Crude oil is likely to find support
US oil production and global economic weakness are reasons for concern when it comes to the price of crude oil. However, with 20% of the world’s oil supplies traveling through the Strait of Hormuz each day, Iran stands as a danger for the logistical route. Over recent months, Iran attacked oil tankers in the region. The Iranians shot down a US drone and fired missiles into Saudi sovereign territory. Most recently, the US shot down an Iranian drone, and Iran hijacked two tankers; one with a British and another with a Liberian flag. While the current path of least resistance of the price of crude oil is lower, a continuation of selling could depend on the start of talks between the US and Iran. Last week, US Secretary of State Mike Pompeo told markets that Iran wants a deal with the US. However, that could be a pipe dream considering the latest incidents. Moreover, Iran and the US have had long-standing problems since the late 1970s at the time of the Islamic Revolution. The hostage crisis in 1979, a bombing that killed US military personnel in Lebanon, Iran’s threats to Israel, and funding for terrorist organizations throughout the Middle East are reasons why negotiations are not likely any time soon.
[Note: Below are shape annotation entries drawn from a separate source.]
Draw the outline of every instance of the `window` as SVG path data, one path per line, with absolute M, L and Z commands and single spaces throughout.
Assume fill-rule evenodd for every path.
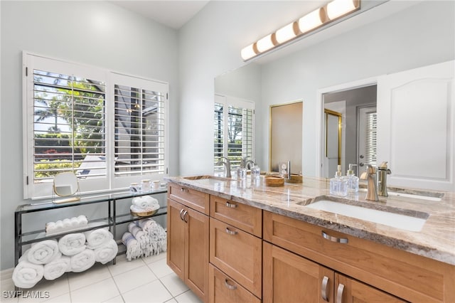
M 255 104 L 232 97 L 215 95 L 214 110 L 214 166 L 215 172 L 223 171 L 216 163 L 220 157 L 230 160 L 231 168 L 239 167 L 242 158 L 254 155 Z
M 24 198 L 73 171 L 81 193 L 166 169 L 168 85 L 24 53 Z

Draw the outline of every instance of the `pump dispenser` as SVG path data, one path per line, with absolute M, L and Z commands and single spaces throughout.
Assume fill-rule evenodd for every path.
M 354 174 L 353 166 L 357 166 L 357 164 L 349 164 L 349 169 L 346 173 L 346 180 L 348 181 L 348 193 L 355 193 L 358 192 L 358 177 Z
M 335 176 L 330 179 L 330 194 L 344 197 L 348 195 L 348 181 L 341 175 L 341 166 L 338 166 Z

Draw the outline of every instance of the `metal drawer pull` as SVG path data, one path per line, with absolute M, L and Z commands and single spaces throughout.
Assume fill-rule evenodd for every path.
M 343 290 L 344 290 L 344 285 L 342 285 L 341 283 L 338 284 L 338 289 L 336 290 L 336 303 L 342 303 Z
M 343 244 L 346 244 L 348 243 L 348 238 L 336 238 L 336 237 L 333 237 L 333 235 L 327 235 L 326 233 L 324 233 L 323 230 L 322 230 L 322 237 L 324 239 L 327 239 L 329 241 L 332 241 L 332 242 L 336 242 L 337 243 L 343 243 Z
M 229 283 L 228 283 L 228 279 L 225 279 L 225 286 L 230 289 L 232 289 L 232 290 L 237 289 L 237 285 L 231 285 Z
M 226 206 L 231 208 L 235 208 L 237 207 L 237 204 L 232 204 L 232 203 L 229 203 L 229 201 L 226 201 Z
M 237 233 L 237 231 L 235 230 L 230 230 L 228 228 L 226 228 L 226 233 L 230 234 L 230 235 L 235 235 Z
M 327 287 L 327 285 L 328 284 L 328 277 L 324 276 L 323 279 L 322 279 L 322 285 L 321 286 L 321 295 L 322 296 L 322 299 L 324 301 L 328 302 L 328 287 Z

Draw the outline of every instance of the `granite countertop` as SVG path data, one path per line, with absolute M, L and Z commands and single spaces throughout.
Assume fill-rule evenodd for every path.
M 347 197 L 329 194 L 328 180 L 305 177 L 303 184 L 285 184 L 281 187 L 264 185 L 264 177 L 233 180 L 213 177 L 191 180 L 168 177 L 168 181 L 238 203 L 301 220 L 324 228 L 344 233 L 377 243 L 455 265 L 455 193 L 437 193 L 405 188 L 390 188 L 404 193 L 441 197 L 440 201 L 389 196 L 378 202 L 365 199 L 365 191 Z M 360 191 L 365 191 L 360 188 Z M 398 213 L 429 215 L 422 230 L 409 231 L 346 216 L 318 211 L 305 206 L 321 199 L 343 201 Z M 439 199 L 434 199 L 439 200 Z

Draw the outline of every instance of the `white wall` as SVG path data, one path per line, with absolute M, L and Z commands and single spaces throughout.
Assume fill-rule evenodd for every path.
M 302 11 L 300 3 L 211 1 L 180 31 L 181 174 L 212 171 L 208 117 L 213 78 L 241 66 L 240 50 L 294 20 L 289 11 Z M 318 89 L 453 59 L 455 4 L 415 3 L 385 19 L 263 65 L 262 117 L 257 115 L 257 129 L 262 132 L 256 144 L 257 154 L 262 154 L 257 157 L 264 161 L 269 154 L 268 107 L 303 99 L 303 169 L 304 174 L 314 176 Z
M 170 174 L 178 167 L 177 32 L 105 1 L 5 1 L 1 14 L 1 269 L 22 198 L 22 51 L 169 83 Z M 213 85 L 212 85 L 213 86 Z

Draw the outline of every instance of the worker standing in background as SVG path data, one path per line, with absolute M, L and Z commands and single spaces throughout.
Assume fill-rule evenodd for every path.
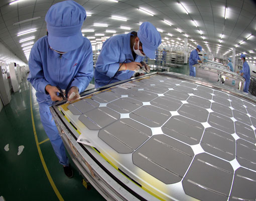
M 249 86 L 250 85 L 250 67 L 245 60 L 245 56 L 244 54 L 241 54 L 240 58 L 242 59 L 243 62 L 242 68 L 241 70 L 237 71 L 236 72 L 240 72 L 241 76 L 242 76 L 245 79 L 243 92 L 248 93 Z
M 232 63 L 231 62 L 232 60 L 231 59 L 231 58 L 228 58 L 227 60 L 229 62 L 228 62 L 228 64 L 227 64 L 227 66 L 228 68 L 230 69 L 230 70 L 231 71 L 232 71 L 232 72 L 234 72 L 234 68 L 233 68 L 233 65 L 232 65 Z
M 200 52 L 201 51 L 202 51 L 202 47 L 198 44 L 196 47 L 196 49 L 194 50 L 190 53 L 188 60 L 189 75 L 190 76 L 196 76 L 196 68 L 193 66 L 202 62 L 201 58 L 198 56 L 198 52 Z
M 207 54 L 204 54 L 204 60 L 203 60 L 203 62 L 204 63 L 206 63 L 207 62 L 207 60 L 208 60 L 208 56 L 207 56 Z
M 149 22 L 143 23 L 138 33 L 132 32 L 107 39 L 96 62 L 95 88 L 129 79 L 143 66 L 149 72 L 150 69 L 142 60 L 146 56 L 155 58 L 156 50 L 161 43 L 160 34 Z
M 81 32 L 86 17 L 84 8 L 72 0 L 52 6 L 45 16 L 47 36 L 36 42 L 29 60 L 28 80 L 36 90 L 42 124 L 68 178 L 73 170 L 49 107 L 63 100 L 56 86 L 66 90 L 72 101 L 80 97 L 92 78 L 92 50 Z
M 162 58 L 161 58 L 161 65 L 163 62 L 163 60 L 165 62 L 165 65 L 166 64 L 166 54 L 167 52 L 165 50 L 165 48 L 163 48 L 163 52 L 162 52 Z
Iran is likely to continue to provoke the US up to a point as neither side wants a war. Iran could be waiting for the 2020 Presidential election in the US to see if they must deal with President Trump or if a new leader would take the US back into the 2015 nuclear nonproliferation agreement. Therefore, with the threats to production, refining, and logistical routes in the Middle East rising, the price of crude oil is likely to find support on price weakness. I do not expect to see a $40 handle on crude oil during the current corrective move.
Oil went lower and silver higher over the past week. I believe we are in for lots of volatility in both markets over the rest of 2019.